Away from the personal point of view there is a pressing need for a speedy winger for Bradford City with Nahki Wells having departed the club and that is something which Phil Parkinson will need to address. Without the ability to get behind a defence with pace the Bantams allow the opposition to push a high line up the field and stop the one forward’s flick ons getting to the other in dangerous positions.

And while Parkinson has the option of playing the increasingly impressive Oli McBurnie it seems that the manager was planning to play the (not slow, but slower) Aaron McLean with James Hanson and allow Reid to run at defenders.

Without this option Parkinson is forced to look for reinforcements. McBurnie is a rare promotion from the youth ranks for the manager and it seems that if the funds are available then the budget would need to be increased to accommodate a replacement for Reid’s pace. Without that Parkinson will turn to Mark Yeates who does not have Reid’s pace and would pivot the way the Bantams play.

And while Parkinson could look to replacing six week injured James Meredith at left back he has to look at replacing Reid or risk that pivoting leading to the kind of fall off of results that happened the last time City were at this level and lost a player in the then sold Dean Windass. He could throw in Jordan Graham the loanee from Aston Villa but that would require a huge leap of faith in a player that has yet to kick a ball in claret and amber.

For the rest of this season higher defensive lines would require a slower build up and more midfield craft to counter and Parkinson’s side are not renowned for that. One can think of times when the Bantams have worked the ball around a compressed defence but examples of fast attacking play are more common.

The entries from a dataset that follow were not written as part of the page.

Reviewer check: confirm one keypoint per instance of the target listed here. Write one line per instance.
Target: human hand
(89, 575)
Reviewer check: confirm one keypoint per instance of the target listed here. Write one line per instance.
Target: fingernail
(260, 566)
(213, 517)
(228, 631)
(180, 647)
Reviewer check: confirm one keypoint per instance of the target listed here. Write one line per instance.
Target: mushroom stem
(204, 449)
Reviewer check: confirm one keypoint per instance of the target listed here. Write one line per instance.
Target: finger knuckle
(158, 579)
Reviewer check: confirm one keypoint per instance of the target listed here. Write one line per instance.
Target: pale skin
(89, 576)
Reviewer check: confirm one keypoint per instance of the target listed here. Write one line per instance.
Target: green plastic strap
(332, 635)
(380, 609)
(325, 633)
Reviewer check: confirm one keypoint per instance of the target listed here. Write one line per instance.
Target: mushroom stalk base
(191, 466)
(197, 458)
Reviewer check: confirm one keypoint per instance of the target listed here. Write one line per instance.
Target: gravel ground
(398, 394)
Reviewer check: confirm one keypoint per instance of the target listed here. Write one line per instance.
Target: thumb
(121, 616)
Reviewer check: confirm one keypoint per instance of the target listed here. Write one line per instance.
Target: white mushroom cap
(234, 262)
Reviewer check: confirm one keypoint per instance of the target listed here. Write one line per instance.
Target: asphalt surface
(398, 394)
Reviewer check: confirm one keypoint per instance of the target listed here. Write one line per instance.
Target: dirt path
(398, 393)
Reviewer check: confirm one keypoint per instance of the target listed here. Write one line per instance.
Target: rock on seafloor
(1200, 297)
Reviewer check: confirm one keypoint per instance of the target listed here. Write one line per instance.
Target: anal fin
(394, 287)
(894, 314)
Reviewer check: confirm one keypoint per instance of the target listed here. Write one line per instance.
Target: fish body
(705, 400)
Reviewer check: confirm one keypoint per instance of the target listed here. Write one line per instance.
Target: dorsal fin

What then for Reid though? Reid and Parkinson have been through some astonishing times together but the manager has to think as he hears that his player will miss the next eight months that – unless the calculations on budgets at the club are wrong – all the hopes for Reid’s recovery are probably not going to be able to extend to offering him a new deal.

In fact if Parkinson is to sign a player of the quality to replace Reid then he would probably expect to have to give away the part of next season’s budget that would have gone to a new deal for Reid. How cruel is it that as Parkinson seems in the position where because the club did not realise there valuation of Wells there is not funds to offer a contract to Reid for next season as well as a replacement player? We were following the Wells sale that the club was over budget. Extending that budget to include a new player who would come in on at least an eighteen month deal and keeping Reid as he returns to fitness seems unlikely.

It is grotesque. Parkinson’s other option is to muddle through the next four months and hope that Reid’s rehabilitation runs into pre-season and the player comes back able to pick up where he left off. One might hope that is the case Parkinson’s job at City depends on results and his hand may be forced.

If that is the case one is left with the memory of a sunny May day at Wembley and Kyel Reid’s contribution which will be so ill rewarded.